Her nubile figure, outlined delectably in the sundress, unnerved him.
"Come on, you guys," Harry said. "Help yourself to some refreshments." She greeted John in passing, then went inside. He just waited for her to come out again. When she did, she introduced him to the other guests just to be rid of him, more or less as Charlotte had done at her party. He could not bear for her to do that.
"Don't be unsociable," she chided him. "Other people would like to meet an interesting guy like you." Harry did not bother to sound interested herself.
Seeing how familiarly she socialized with the marina boys, John wished he had never laid eyes on her before now, so they could begin a relationship without any unhappy memories to depress them.
"Harry, with that dress on, you remind me of a honey bee," Joe said. "You goin' to the nest anytime soon?"
"Harry, you really think Southerners talk slower?"
"It shore dudn't mean they think slower."
"Well, Renny," Retta said, "don't you say 'they.' You're a 'we.'"
"Everyone in New England zips through conversations."
"What do they zip, though? I don't know y'alls customs too well."
"Guys from the South are so sociable."
"Demonstrative, too," Renny added.
"Mummy said she ate at a restaurant with my dad when they toured Acadia National Park. The waiters and waitresses were all Southerners because they're more courteous to the guests."
"Are New Englanders uncourteous? Is that why y'all got the Southerners working there?"
"New Englanders are Puritans, right? The Pilgrims?"
"There aren't so many Puritans in New England today."

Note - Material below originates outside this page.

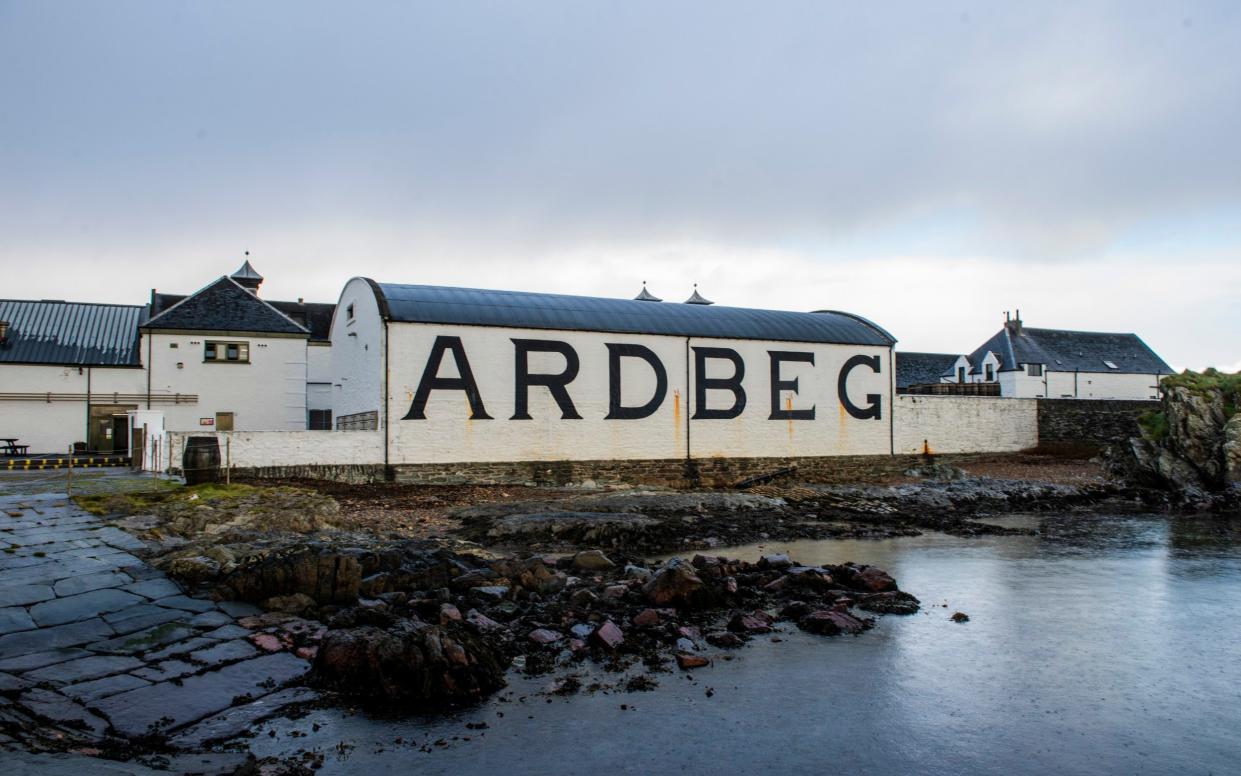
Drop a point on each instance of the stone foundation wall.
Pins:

8) North vs. South II, page 248:

Harry glared at him. "Make it snappy. People are waiting for me."
"Did you make it with that guy?" John could hardly believe he asked.
"It's none of your business."
She was right. The truth was he really did not care now. As he turned to leave, she blurted, "Since you have the nerve to ask, no."
In the curious pause that followed, John wondered if she was being truthful.
"We engaged in a lot of foreplay," she admitted.
John stared slack-jawed. This girl was really something. He had never known people from New England before and had no idea what they were like. His Leemer relatives
had said they visited Boston for the Bicentennial. Cousin Lamar had idly watched the girls and noted in wonderment, "Some of 'em don't got on any underwear."
At least Harry wore hers, if kind of visibly.

9) Appalachian Square Dance, page 261:

Everyone made a circle at the behest of a stooped man with slicked-up blond hair, who yelled directions in a whiny singsong voice over the music of a bluegrass band.
John, Mel, Cynthia, and Gina lined up on one side of the gym. John could see Harry on the opposite side with Julie and the marina crowd. She tuned him out, never once looking his way.
At first, dancers held hands in a circle, then the caller split them into quartets and finally pairs. Often John did not know his partner--from stocky, middle-age women to little girls in starched, lacy dresses--but everyone at the dance was either a summer resident or a local, and the differences between them were plain to see.
The local boys had sallow faces, wiry bodies, and skulked rather than walked. Many wore plain undershirts, blue jeans, and boots with taps for a harder hitting surface on the wood floor. Their stern, mopey faces seemed out of place with the frenetic cadence. Older local women wore big hairstyles and red or black outfits. Younger women wore jeans with flannel shirts and conversed raucously.
In general, the people from the lake were young and wore coordinated summer casuals. The boys were healthy, impudent, and bossy. Harry, Sarah, and Retta wore skirts and blouses. Cynthia wore dark-red jeans, Julie gold corduroy.
John was thrill when he was paired off with Harry. He whirled her around, excited by the touch of her body, but she did not make eye contact, just behaved like a pleasant stranger.